The statue of Marianne, the personal embodiment of France, in the `Place de la Republique, dressed in the colours of Ukraine but in part defaced by anti-Macron graffiti

You will be aware that Emmanuel Macron was elected to serve a second term as President of France last Sunday. He comfortably beat Marine Le Pen, who was invariably and correctly categorised as ‘the Far-Right candidate’, but most commentators suggested he was widely regarded as the least-bad option. The friend with whom I had lunch agreed with that.

Looking towards a lock on the Canal Saint-Martin, which runs through part of the 10th arrondissement in Paris

“This was the first time in my life I did not vote in the second round of the election,” he said. (In the first round he had voted for Valérie Pécresse, the Republican candidate who performed dismally.) “You cannot vote for Le Pen but I cannot support him. I am not in favour of ‘Frexit’ but I do not like that Macron wants France always to be subservient to the European Union. Also that Macron has perfected the art of fence-sitting. He will say something like ‘on the one hand we must reduce our reliance on petrol, but on the other we must realise that some people cannot afford to give that up so easily’.” My friend also disliked that Macron’s victory rally was preceded by the playing of Beethoven’s Ode to Joy, the EU anthem, rather than traditional La Marseillaise.

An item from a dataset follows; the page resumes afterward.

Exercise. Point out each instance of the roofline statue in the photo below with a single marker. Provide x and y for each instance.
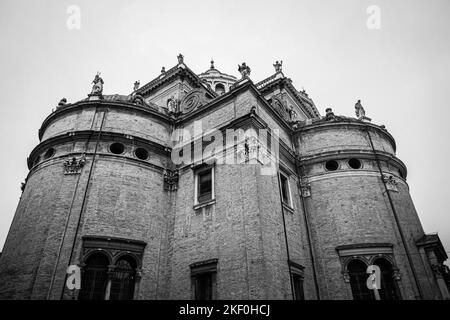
(97, 88)
(360, 112)
(244, 70)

Diners linger over lunch, enjoying the early spring sunshine, outside a typical Montmartre restaurant

Away from the politics, the Gare du Nord is a terrific location in which to arrive in central Paris, not least because of its proximity to Montmartre. The famous basilica of Sacré Coeur is no more than a 20-minute walk, albeit one that is seriously uphill and involves a lot of stairs, which means that so is the prospect of an agreeable lunch at a local bistro. But back to the politics, again. I asked my friend why the vitriol aimed at Macron by the graffiti-sprayers in the Place de la Republique would be expressed in English (if a misspelt version of it) rather than in French? “I think it’s what we sometime call the Netflix phenomenon,” he replied. “Everyone in France knows what ‘fuck’ means in that context because we’ve heard it said so often on our TV screens, usually with an American accent.”

Gosh, and the French used to get annoyed about people saying “Bon weekend!”